What I want to talk about today is yoga. And parenting, of course. I took a yoga class the day before a recent snowstorm. I knew I needed to ground myself, connect, and I knew it would feel really good to spend some time working on me for an hour before I had to walk into a day of a snowstorm with the girls. So, I did yoga. And my instructor is amazing. She talked about the breath, and how important the breath is, and slowing us down and finding ways to connect and reconnect, and create space, which is so much of what I talk about.  

 

The other thing she mentioned was a situation that she had. She had gone out in the city the night before and left her car at the train station. The next morning, she didn’t realize she had left her car there. She got up in a hurry to take the kids to school and she realized when she opened the garage, “Oh my goodness, the car isn’t here.” It took her a minute to figure out, OK, where is my car? Am I going to freak out? Am I freaking out a lot? Am I freaking out a little bit? And what are my next steps?

 

Reconnecting Through Breath

She quickly realized, OK, I left my car at the train, I forgot it, and she called an Uber, and was able to send her kids off to school. In that discussion, she talked about how yoga and breathing played such a role in her reaction to the situation.  I also talk about how breathing plays such an important role in parenting. She said that if she had not been such a regular practitioner of yoga, and focusing on the breath, that she would have freaked out much more in regards to her car “missing” from her garage. Instead, she freaked out a little bit. She jokingly said, “Oh, I only used three curse words instead of five,” and “I really would have freaked out had I not been able to reconnect with the breath and slow down and realize what happened.”

 

That’s true for parenting, too. It’s so important to reconnect with the breath. Because we will get frustrated. We will get triggered by our children and by situations that we’re in with our children. But maybe we won’t freak out as much with our children if we are able to develop a routine practice of taking a pause and some breaths upon entering situations.

 

How Tight Is Too Tight?

She also talked about our yoga strap. We were doing an exercise where we had to hold the strap behind our head, and she said, “Make sure you’re holding the strap loosely. I see you guys are holding it tightly. Hold it loosely. Make sure you’re holding it, but don’t make a strong grip around it.”

 

And then she said, “I can tell by the way you’re holding your strap—how tightly you’re holding that strap—how much you would freak out if the car situation happened to you. Let go a little bit.”

 

So, it was in what she was saying, that I started, again, thinking about parenting, and I was thinking, the strap is kind of like our children, right? We want to hold so tightly. We want to control it. We think if we hold it tightly, we’re doing the right thing. But what we really need to do is just let go a little bit. The more we try to control and hold on tightly, the more we will be upset, the more we will freak out, when things don’t go our way. If we can create a gentle hold with our children, hold lightly, be there for support, but not to entangle them, we allow for freedom of expression. We allow for freedom of emotion. We allow for freedom of changes and mishaps and mistakes and all of that.
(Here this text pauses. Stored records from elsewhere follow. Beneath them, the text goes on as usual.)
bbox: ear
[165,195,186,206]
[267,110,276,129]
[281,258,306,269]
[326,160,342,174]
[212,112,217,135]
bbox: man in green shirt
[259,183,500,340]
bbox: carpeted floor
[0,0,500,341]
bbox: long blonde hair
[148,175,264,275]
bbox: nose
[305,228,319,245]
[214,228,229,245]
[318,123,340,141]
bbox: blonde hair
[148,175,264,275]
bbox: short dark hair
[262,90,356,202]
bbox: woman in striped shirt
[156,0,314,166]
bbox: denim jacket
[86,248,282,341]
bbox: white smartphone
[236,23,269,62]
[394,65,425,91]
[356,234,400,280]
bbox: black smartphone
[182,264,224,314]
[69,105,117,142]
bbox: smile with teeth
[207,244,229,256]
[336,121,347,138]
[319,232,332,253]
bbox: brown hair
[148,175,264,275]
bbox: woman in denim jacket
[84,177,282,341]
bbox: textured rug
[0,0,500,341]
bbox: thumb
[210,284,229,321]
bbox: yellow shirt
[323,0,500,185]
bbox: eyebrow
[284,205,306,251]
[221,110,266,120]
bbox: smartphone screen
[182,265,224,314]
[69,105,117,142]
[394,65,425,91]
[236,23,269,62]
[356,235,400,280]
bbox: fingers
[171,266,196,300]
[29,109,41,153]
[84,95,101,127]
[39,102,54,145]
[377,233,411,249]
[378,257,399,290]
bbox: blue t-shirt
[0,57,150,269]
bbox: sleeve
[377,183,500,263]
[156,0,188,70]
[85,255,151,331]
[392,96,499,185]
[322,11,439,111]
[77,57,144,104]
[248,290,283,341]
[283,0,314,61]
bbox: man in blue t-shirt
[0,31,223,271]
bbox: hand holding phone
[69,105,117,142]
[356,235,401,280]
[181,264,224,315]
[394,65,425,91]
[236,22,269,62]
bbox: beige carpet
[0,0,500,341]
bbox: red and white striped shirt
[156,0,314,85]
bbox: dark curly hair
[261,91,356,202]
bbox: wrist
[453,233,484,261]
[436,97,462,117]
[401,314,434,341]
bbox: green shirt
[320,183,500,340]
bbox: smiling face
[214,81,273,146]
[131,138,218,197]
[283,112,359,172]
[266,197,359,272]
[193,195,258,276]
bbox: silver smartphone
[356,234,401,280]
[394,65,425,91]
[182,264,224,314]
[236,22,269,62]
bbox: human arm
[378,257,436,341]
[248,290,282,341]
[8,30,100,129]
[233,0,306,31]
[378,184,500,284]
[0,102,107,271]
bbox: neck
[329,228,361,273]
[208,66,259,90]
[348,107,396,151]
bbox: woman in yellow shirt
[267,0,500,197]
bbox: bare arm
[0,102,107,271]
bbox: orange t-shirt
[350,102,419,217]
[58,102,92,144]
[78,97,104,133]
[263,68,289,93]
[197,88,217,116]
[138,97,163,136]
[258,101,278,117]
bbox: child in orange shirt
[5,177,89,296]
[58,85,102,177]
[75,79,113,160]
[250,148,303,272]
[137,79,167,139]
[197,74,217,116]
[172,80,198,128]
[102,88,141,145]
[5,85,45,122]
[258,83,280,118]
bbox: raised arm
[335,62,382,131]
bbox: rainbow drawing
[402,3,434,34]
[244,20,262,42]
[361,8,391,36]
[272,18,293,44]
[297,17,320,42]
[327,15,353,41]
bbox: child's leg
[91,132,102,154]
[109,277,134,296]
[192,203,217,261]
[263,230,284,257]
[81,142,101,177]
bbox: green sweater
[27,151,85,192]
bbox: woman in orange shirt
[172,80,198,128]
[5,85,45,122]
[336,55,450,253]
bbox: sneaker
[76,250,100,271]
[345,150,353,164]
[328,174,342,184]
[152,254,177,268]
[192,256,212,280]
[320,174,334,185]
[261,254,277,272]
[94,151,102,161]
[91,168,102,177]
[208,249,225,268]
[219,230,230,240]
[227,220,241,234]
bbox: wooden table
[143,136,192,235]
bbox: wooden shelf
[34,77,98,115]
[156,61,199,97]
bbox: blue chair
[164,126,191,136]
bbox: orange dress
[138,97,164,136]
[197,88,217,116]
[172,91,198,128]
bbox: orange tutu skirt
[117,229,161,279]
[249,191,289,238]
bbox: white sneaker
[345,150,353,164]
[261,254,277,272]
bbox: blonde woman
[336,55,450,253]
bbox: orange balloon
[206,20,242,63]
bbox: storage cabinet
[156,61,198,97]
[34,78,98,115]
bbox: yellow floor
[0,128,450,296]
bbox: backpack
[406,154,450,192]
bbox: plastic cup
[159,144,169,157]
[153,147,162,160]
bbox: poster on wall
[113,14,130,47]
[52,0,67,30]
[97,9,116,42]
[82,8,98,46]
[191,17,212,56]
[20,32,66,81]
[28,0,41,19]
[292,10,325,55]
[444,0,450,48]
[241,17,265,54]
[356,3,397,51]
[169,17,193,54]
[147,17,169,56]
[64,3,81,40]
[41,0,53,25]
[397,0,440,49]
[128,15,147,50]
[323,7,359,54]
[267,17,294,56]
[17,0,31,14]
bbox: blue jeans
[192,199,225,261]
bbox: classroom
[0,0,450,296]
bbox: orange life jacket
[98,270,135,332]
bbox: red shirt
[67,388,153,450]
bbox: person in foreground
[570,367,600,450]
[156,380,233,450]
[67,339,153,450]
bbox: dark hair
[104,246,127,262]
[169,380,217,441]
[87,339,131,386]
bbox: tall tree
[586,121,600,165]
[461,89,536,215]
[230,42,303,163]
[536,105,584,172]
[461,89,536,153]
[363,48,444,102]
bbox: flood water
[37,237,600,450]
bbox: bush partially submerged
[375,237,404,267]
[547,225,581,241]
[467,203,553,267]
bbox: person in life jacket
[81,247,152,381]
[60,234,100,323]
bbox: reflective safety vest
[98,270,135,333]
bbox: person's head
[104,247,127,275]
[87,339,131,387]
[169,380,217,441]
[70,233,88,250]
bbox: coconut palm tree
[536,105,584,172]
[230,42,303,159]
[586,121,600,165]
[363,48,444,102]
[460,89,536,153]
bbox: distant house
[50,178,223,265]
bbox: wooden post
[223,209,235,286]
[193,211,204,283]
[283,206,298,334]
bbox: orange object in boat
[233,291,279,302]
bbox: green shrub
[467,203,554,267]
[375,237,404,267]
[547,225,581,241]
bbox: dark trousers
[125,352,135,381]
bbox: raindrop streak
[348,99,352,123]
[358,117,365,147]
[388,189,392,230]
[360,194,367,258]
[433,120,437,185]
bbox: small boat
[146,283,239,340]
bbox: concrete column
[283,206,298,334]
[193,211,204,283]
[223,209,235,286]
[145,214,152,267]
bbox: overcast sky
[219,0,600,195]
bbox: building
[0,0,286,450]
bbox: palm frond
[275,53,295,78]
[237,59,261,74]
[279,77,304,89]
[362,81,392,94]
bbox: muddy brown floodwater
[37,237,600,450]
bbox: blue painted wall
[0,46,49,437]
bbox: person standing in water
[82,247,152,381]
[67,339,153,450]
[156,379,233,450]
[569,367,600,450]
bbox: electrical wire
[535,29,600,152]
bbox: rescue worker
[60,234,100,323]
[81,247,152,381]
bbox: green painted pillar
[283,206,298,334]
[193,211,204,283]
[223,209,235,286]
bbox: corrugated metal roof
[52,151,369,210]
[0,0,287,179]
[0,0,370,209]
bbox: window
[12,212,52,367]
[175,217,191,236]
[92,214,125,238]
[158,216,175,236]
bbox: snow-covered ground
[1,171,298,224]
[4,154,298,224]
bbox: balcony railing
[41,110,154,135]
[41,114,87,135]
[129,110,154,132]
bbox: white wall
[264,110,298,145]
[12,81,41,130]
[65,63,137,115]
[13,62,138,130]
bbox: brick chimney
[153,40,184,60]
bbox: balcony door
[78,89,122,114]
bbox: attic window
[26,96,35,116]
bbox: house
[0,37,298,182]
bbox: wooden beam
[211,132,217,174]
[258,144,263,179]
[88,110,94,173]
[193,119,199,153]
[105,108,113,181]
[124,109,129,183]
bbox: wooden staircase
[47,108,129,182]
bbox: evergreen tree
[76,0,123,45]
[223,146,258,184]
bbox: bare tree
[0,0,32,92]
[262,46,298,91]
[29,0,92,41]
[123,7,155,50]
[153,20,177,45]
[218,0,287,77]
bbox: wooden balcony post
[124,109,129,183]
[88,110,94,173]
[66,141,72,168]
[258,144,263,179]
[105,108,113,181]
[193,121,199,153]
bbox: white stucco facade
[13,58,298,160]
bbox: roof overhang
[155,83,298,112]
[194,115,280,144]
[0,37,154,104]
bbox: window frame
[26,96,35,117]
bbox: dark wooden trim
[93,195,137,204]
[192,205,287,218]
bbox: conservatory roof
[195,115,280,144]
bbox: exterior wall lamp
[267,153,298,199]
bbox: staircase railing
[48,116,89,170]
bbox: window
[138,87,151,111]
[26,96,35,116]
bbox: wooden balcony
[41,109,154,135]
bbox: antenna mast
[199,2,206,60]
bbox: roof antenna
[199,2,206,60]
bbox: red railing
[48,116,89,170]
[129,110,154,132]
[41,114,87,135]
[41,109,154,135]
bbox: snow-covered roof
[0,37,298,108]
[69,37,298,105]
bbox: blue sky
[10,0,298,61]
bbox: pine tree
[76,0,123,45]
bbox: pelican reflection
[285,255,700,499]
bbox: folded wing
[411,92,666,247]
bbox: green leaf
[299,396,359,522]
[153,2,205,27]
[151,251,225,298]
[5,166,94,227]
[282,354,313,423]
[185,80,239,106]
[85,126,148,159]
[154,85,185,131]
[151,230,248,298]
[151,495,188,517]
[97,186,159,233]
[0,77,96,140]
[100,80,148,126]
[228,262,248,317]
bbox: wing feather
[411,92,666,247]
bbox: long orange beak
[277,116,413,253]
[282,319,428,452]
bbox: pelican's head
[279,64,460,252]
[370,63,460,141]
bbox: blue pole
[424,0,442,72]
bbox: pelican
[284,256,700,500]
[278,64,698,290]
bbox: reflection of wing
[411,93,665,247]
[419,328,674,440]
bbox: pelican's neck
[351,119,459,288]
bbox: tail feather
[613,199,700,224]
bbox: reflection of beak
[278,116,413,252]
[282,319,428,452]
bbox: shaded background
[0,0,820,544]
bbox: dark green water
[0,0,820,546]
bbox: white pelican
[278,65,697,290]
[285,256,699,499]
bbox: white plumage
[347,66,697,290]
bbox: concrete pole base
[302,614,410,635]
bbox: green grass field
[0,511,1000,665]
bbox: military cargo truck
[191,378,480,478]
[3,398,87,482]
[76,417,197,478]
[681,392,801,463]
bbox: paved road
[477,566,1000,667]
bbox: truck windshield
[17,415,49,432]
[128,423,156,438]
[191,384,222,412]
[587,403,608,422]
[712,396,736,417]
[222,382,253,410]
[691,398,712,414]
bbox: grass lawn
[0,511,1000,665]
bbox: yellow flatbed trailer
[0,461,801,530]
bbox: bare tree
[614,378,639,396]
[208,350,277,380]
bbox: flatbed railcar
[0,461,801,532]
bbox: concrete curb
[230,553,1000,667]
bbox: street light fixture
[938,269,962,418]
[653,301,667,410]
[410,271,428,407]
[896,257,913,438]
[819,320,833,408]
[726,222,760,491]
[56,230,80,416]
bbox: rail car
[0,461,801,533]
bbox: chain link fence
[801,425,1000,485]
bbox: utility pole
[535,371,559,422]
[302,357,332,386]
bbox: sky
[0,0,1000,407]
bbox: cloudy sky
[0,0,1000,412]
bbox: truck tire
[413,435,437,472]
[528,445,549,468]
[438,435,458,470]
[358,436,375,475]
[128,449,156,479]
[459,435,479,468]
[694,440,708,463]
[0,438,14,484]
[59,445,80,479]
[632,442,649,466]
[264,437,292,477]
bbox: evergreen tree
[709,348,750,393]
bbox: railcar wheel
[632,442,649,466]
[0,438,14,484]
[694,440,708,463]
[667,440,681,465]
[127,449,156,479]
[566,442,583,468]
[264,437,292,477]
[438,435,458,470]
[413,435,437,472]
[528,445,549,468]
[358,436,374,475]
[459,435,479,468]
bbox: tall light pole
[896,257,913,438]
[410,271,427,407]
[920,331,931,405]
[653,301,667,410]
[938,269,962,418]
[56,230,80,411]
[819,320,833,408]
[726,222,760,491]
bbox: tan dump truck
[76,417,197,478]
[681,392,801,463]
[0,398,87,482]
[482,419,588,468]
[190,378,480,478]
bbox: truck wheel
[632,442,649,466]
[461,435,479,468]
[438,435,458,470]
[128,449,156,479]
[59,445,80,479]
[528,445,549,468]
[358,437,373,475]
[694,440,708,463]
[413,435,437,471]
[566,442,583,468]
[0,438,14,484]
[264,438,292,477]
But if we try to hold on too tightly, we are taking too much control into trying to manipulate the situation and manipulate our children, instead of holding loosely and trusting, the strap will be there. We’re still holding on. We just have to let go a little.

 

I just wanted to share that with you, and maybe think about how tightly you are holding onto that strap, or how tightly you are holding onto your children.